All and more. Seems to me there's a lot of words, but they rarely make a difference to my life, you know? I'd rather those words be expended on something that's going to make my life better. Like science.

And yeah, I know that science wouldn't be where it is without philosophy. But this is why so many people say that philosophy is a waste of time. Because they can't see any practical outcome.
 
This shows that there are forms of knowledge that are not science and that can be useful. This is my thesis, which is otherwise quite banal. Except for the positivists who consider science to be the only useful knowledge. For them, the chimpanzee who learns to crack a nut with a stone is a scientist like Einstein discovering the theory of relativity. As soon as there is something that is good, they make it their idol: Beneficial Science, be fore ever praised. And if science does something wrong, it's because of the Devil of Philosophy.
Well, everyone has the religion they deserve.

Isn't 'knowledge' the original definition of the word 'science'?
 
All and more. Seems to me there's a lot of words, but they rarely make a difference to my life, you know? I'd rather those words be expended on something that's going to make my life better. Like science.

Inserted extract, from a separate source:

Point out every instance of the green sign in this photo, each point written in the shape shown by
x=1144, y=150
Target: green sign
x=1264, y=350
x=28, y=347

And yeah, I know that science wouldn't be where it is without philosophy. But this is why so many people say that philosophy is a waste of time. Because they can't see any practical outcome.

We would not think the way we do about ourselves or the world. Some of it for the worse. For example we might blame Descartes/Avicenna for this thread. I can entertain the idea that philosophy is dead but the indispensable contributions are clear in any reading of the history of ideas.